In this Market Trends we look at three largely forgotten Fords; the Mk2 Consul, Cougar and Probe.
FORD CONSUL MK2
The Mk2 Consul brought a bit of modernisation to the Consul and Zephyr/Zodiac range, adding fins and chrome as well as a bigger interior for added comfort. While the Zodiac and Zephyr focused on the upper end of the market, the Consul satisfied the masses with a four-cylinder engine.
The useful introduction of key-operated ignition and starter increased security but also brought with it an upmarket feel. By the late ’50s you could even opt to have your Consul as well equipped as a Zodiac to give it a more luxurious ambience.
Price aggregator The Market has tracked Ford Consul prices over the last four years highlighting that prices have been fluctuating hugely over the last two years following a relative stable period. Average prices have dipped between £6000 and £10,000, with no signs of any stabilisation. We found a number of cars for sale on car and classic with prices starting at around £5000 for projects and £10,000 for better maintained examples.
The Cougar was Ford’s attempt at replicating the hugely successful Puma but on a slightly larger scale with bigger engines. The Cougar utilised the chassis from the Mondeo, which boasted the best handling characteristics in its class. It also borrowed the engine, too, in 2.0-litre Zetec guise. The car to have, though, is the 2.5-litre V6, which transformed the Cougar into a reasonably quick car.
While it wasn’t an out-and-out sprinter, grand touring was suited to the Cougar as it provided a calm, comfortable ride at speed, albeit with compromises on low-speed comfort. The interior isn’t the most inspiring place to be, but neither is it terrible; it ticked a box.
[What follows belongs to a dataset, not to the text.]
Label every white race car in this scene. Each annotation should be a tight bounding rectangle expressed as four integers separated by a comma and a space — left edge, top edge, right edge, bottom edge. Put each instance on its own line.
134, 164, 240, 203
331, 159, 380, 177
The Market has shown interesting changes in Ford Cougar prices. Up until around 2016, prices were flat-lining around £1000, but suddenly average prices suddenly jumped to £23,000, with a sale of a few cars climbing higher than £70,000. We’re not entirely sure what warranted this, but average prices have since fluctuated massively between £20,000 and £5000. In truth, these prices are somewhat inflated, with cars for sale generally sitting between £600 and £2000 for good examples.
The Ford Probe was hotly anticipated as enthusiasts awaited a ‘new Capri’ from the Blue Oval. Sadly, what the enthusiasts got was a mix’n’match from Mazda and Ford’s AutoAlliance International, which was headquartered in the States. Needless to say, it didn’t particularly sell well in the UK.
With that in mind, today the Probe is gaining a small cult following that are beginning to appreciate the intriguing looks of the Ford, despite the slightly underwhelming drive and poor mid-range performance.
The Market’s data for Ford Probes is a little patchy with no consistent data helping to determine whether prices have risen and declined of late. It does suggest, however, that prices are hovering around £2000, which is in line with the cars we found for sale. Projects are likely to start around £600 with the best examples climbing to £2500.